Why does the presence of primary key on the table

2020-07-18 05:38发布

问题:

I was trying to see the kind of performance gains column-store indexes can provide on a table. The table has about a 3.7 million rows, 11 columns and is stored as a heap (i.e without a primary key). I create a column-store index on the table and run the following query:

SELECT 
    [Area], [Family],
    AVG([Global Sales Value]) AS [Average GlobalSalesValue],
    COUNT([Projected Sales])
FROM 
    dbo.copy_Global_Previous5FullYearSales
WHERE 
    [Year] > 2012  
GROUP BY 
    [Area], [Family]

The create table statement is as follows:

CREATE TABLE [dbo].[copy_Global_Previous5FullYearSales]
(
    [SBU] [NVARCHAR](10) NULL,
    [Year] [INT] NULL,
    [Global Sales Value] [MONEY] NULL,
    [Area] [NVARCHAR](50) NULL,
    [Sub Area] [NVARCHAR](50) NULL,
    [Projected Sales] [MONEY] NULL,
    [Family] [NVARCHAR](50) NULL,
    [Sub Family 1] [NVARCHAR](50) NULL,
    [Sub Family 2] [NVARCHAR](50) NULL,
    [Manufacturer] [NVARCHAR](40) NULL,
    [rowguid] [UNIQUEIDENTIFIER] NOT NULL,
    [ID] [INT] IDENTITY(1,1) NOT NULL,

    PRIMARY KEY CLUSTERED ([ID] ASC)
        WITH (PAD_INDEX = OFF, STATISTICS_NORECOMPUTE = OFF, 
              IGNORE_DUP_KEY = OFF, ALLOW_ROW_LOCKS = ON, 
              ALLOW_PAGE_LOCKS = ON) ON [PRIMARY]
) ON [PRIMARY]

The performance gains I get from column-store index in this case is negligible. The query with the column-store index runs nearly as slow as the original query without an index, in some cases, even slower, even though batch mode is processing is used too.

Surprisingly, when I create an ever increasing primary key - ID on the existing table and rebuild the column-store index, I get a 15X improvement on the CPU time and a 3X improvement on the elapsed time.

I don't understand how the addition of a primary key could affect query performance for column-store indexes which store the data in a compressed format anyway. Also primary keys only change the ordering of the pages which in this case, would be none.

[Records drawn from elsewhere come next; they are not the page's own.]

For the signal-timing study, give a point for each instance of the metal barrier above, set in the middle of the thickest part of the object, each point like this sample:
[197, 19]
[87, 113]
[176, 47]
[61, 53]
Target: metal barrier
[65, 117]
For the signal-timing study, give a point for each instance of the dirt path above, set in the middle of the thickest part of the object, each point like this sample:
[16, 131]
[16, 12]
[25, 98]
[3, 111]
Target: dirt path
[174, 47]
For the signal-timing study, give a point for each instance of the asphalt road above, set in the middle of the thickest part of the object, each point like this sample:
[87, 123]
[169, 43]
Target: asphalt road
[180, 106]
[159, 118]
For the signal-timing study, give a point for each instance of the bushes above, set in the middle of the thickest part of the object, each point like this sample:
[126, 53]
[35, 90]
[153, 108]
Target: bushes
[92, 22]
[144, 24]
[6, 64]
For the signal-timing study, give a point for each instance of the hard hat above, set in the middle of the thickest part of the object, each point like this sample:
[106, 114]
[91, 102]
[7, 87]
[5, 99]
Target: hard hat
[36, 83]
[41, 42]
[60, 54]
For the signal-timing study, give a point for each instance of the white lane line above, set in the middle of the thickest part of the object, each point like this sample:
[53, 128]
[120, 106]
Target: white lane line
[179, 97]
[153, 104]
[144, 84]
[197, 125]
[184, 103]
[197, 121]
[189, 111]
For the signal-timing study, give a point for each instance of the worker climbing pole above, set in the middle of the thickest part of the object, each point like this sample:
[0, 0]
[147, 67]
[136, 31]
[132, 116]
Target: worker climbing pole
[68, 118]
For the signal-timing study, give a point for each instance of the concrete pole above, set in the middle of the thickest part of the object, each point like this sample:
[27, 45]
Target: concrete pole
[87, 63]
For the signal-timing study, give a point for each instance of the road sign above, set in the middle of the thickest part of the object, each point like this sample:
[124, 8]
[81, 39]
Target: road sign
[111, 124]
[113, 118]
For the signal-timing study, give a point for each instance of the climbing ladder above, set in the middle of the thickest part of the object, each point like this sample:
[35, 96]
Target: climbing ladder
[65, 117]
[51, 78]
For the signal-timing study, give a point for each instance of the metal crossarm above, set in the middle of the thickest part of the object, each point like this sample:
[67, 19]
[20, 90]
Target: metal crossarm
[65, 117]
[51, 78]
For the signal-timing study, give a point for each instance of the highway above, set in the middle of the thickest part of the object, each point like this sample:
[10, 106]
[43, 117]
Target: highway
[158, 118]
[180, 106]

Below is the execution plan

回答1:

The presence of a a key changes how the columnstore is built. Because the builder gets its input in order the resulted segments are better candidates for segment elimination. Read more at Ensuring Your Data is Sorted or Nearly Sorted by Date to Benefit from Date Range Elimination:

The most common type of filter in data warehouse queries is by date. Columnstore segment elimination helps you skip entire one-million-row segments if the system can determine that no rows qualify, simply by looking at the minimum and maximum values for a column in a segment. So you usually will want to make sure that your segments are sorted, or nearly sorted, by date, so date filters can be executed as fast as possible.

Your order is by ID but I'm pretty sure that causes functional dependencies side-effects.